Of the three the family had planted, Don's was putting on the best show by far. She picked a bud and rubbed it between finger and thumb to smell the scent before admitting herself to the house. Marshall wouldn't be home for at least an hour. She listened to the reassuring emptiness and extracted a pair of noonday bills from their dun envelopes, then flattened them on the hall table while the answering machine's tape gibbered backward until it was ready to talk.
"Don Trovis? Jum Peesley hair frum Olster. Cuddn't reese yu at your shoap. I see yu've books by Ostin Forchaild in yure nu cotolog. I wus begunnung tu thonk I was the only follor whu'd hoard of hom. Raid hom yuresolf uf yu're ofter a gud loff. I'd lake yu tu sond me Daith of a Bodgie ond Socks un Rostoronts. Thonks."
"You're welcome," Susanne murmured, reflecting that she would have to ask Don whether the second book was concerned with socks or sex. The machine held its breath for a couple of seconds before beeping to indicate the end of the message, and then she heard Don's voice. "Hi, Susanne?"
"Hi."
"Are you home?"
"Can't you tell?"
"Are you home yet?"
"I'd say so."
"Pick up the phone if you are."
"Hey, Don, you can tell I'm..."
"Sounds like you aren't, huh?"
"If you'd waited maybe just a few minutes..."

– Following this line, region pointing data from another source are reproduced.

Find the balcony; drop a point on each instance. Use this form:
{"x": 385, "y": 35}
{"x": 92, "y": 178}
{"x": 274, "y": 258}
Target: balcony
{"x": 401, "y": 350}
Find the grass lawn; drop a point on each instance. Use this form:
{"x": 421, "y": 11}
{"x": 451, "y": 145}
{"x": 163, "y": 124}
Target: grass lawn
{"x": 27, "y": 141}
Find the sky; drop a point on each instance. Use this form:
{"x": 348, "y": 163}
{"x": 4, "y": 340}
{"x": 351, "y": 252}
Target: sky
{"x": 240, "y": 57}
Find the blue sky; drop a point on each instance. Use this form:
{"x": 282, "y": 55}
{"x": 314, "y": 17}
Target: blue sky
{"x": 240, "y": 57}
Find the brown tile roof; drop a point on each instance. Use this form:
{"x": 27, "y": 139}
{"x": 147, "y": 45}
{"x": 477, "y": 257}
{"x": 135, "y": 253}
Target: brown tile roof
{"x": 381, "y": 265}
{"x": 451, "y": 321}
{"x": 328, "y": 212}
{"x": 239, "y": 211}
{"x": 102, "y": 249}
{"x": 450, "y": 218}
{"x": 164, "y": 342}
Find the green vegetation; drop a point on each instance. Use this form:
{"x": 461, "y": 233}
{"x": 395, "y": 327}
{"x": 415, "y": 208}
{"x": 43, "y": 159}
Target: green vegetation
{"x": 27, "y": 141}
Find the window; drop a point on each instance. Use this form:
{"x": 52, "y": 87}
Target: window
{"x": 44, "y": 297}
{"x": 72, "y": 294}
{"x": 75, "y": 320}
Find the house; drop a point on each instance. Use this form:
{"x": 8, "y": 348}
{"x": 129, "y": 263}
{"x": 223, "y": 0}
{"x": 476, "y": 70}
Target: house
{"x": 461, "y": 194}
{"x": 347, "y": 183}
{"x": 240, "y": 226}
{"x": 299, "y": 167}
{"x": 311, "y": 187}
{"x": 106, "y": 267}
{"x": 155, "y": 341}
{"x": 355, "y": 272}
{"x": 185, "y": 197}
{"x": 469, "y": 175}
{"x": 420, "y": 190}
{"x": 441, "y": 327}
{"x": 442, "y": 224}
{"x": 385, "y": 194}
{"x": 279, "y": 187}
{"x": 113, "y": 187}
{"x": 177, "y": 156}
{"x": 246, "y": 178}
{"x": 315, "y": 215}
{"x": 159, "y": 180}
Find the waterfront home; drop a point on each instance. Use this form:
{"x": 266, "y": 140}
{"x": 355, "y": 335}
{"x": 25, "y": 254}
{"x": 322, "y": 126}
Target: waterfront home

"I was only going to tell you, well, that's what I'm doing in fact, no, I'll wait until I see you."
"Don, you're really starting to make me itch."
"Let's just say why don't you come to the shop and bring Marshall if he finishes his homework, and we'll eat at the Turkish joint we all liked."
"Are we celebrating something I don'
t know about? I hope you're going..."
"You know, I'm beginning to think we might like to stay in this country for good."
"I take it you're not about to share your reasons. You're not, are you? I don't believe this conversation."
"Call me. I'll wait here until you do."
"I'm glad you at least realise..."
"By the way, I love you."
"I should hope so after all that," Susanne retorted, a response which was pierced by the beep. If he'd called a while ago perhaps he might have left a more recent message.
"Don Trovis? Jum Peesley ugon. I shude hov sod the nombors hum yure cotolog. Twonty-sucks and twonty-sovon. Ony chonce I cud hov fofty-sucks as wull, thot's Sockung the Volcano, and suxty-tu, Laije us a Murror? Thonks os uvor."
"Don't monshon ot," Susanne couldn't resist saying as the beep put an end to him. She waited for Don to come up with an afterthought, but after the beep was only the silence of a caller who'd decided not to speak. Few traits irritated Susanne more, and this particular absence made her anxious to know who might have been there. No doubt she would never know. When the machine beeped again she stopped the tape so that Don would be able to rerun the messages from Jim Paisley of Ulster, and phoned the shop. Had the silent caller bothered her so much that she'd misdialed? Instead of ringing she heard a long lugubrious note like an alarm. She dialled again, and then again before she was convinced the shop phone was out of order.
"Well, that's just fine," she said aloud. How long would it take Don to realise she couldn't return his call? More than once he'd come home hours late, apologetic every time, having lost himself in cataloguing books, and she knew better than to expect a little thing like the silence of the phone to intrude on his concentration. She could be at the shop in half an hour—less if she parked on the street outside. Maybe she should wait for Marshall to arrive home, though on second thought he wouldn't have found her there if her teaching hadn't been cut short. She tramped into the kitchen to brew herself coffee while she attempted to decide what to do, then switched off the lukewarm percolator.